I try to access HDFS in Hadoop Sandbox with the help of Java API from a Spring Boot application. To specify the URI to access the filesystem by I use a configuration parameter spring.hadoop.fsUri
. HDFS itself is protected by Apache Knox (which to me should act just as a proxy that handles authentication). So if I call the proxy URI with curl, I use the exact same semantics as I would use without Apache Knox. Example:
curl -k -u guest:guest-password https://sandbox.hortonworks.com:8443/gateway/knox_sample/webhdfs/v1?op=GETFILESTATUS
Problem is that I can't access this gateway using the Hadoop client library. Root URL in the configuration parameter is:
spring.hadoop.fsUri=swebhdfs://sandbox.hortonworks.com:8443/gateway/knox_sample/webhdfs/v1
All the requests get Error 404 and the problem why is visible from the logs:
2015-11-19 16:42:15.058 TRACE 26476 --- [nio-8090-exec-9] o.a.hadoop.hdfs.web.WebHdfsFileSystem : url=https://sandbox.hortonworks.com:8443/webhdfs/v1/?op=GETFILESTATUS&user.name=tarmo
It destroys my originally provided fsURI. If I debugged what happens in the internals of Hadoop API, I see that it takes only the domain part sandbox.hortonworks.com:8443
and appends /webhdfs/v1/
to it from a constant.

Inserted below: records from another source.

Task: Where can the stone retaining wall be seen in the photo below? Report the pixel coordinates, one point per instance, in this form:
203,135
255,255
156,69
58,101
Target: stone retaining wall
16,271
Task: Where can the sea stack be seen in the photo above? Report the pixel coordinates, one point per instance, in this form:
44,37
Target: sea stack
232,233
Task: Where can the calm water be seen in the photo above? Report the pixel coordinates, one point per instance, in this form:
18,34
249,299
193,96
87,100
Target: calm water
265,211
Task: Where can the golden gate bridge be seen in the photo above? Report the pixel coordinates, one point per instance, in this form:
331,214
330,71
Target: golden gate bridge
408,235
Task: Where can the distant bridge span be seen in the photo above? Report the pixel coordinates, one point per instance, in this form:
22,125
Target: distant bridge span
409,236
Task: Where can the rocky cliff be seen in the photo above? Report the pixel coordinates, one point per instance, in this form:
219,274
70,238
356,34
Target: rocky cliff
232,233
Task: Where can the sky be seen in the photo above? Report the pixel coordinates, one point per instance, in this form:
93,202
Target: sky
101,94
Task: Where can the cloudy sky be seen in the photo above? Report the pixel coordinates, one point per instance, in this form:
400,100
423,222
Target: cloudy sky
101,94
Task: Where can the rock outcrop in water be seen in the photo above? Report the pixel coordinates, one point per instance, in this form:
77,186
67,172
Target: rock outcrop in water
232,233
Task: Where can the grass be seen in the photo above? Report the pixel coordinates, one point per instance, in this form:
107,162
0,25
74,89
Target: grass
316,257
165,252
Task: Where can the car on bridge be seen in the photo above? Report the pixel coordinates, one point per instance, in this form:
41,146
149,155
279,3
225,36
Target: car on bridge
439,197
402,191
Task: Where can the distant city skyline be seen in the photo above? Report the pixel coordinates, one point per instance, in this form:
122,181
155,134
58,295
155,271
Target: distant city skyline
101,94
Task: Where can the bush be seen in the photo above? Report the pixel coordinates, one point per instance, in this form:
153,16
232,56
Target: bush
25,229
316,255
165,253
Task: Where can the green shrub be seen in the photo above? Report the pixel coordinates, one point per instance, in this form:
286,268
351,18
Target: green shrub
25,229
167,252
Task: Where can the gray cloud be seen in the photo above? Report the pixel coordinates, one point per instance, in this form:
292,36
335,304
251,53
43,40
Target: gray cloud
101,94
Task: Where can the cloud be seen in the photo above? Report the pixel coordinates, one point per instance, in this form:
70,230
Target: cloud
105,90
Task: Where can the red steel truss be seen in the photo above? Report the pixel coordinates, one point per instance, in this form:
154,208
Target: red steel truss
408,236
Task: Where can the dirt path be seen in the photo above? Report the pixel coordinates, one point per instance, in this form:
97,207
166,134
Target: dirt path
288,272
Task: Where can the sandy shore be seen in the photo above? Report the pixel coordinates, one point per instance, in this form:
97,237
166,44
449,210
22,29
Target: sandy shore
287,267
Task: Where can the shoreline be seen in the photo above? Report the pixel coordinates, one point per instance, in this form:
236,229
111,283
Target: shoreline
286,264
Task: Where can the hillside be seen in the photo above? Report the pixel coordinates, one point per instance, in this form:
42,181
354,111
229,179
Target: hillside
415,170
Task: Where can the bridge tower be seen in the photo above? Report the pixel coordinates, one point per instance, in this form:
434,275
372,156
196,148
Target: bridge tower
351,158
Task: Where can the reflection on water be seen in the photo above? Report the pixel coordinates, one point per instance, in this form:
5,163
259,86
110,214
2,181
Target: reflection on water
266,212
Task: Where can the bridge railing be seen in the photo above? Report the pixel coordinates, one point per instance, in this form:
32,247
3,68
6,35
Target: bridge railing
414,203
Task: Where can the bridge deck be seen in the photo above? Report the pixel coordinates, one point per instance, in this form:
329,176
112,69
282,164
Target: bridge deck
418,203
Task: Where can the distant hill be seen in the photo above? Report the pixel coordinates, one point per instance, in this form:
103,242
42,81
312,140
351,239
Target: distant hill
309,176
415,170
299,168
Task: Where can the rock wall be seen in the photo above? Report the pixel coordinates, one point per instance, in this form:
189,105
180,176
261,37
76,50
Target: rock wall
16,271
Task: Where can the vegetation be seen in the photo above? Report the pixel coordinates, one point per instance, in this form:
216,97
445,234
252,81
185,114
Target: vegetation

So whatever my original URI is, at the end it will be https://my-provided-hostname/webhdfs/v1
. I understand that it might have something to do with the swebhdfs://
beginning but I can't use https://
directly because in that case an exception will be thrown how there is no such filesystem as https.
Googling this, I found an old mailing list thread where someone had the same problem, but no one ever answered the poster.
Does anyone know what can be done to solve this problem?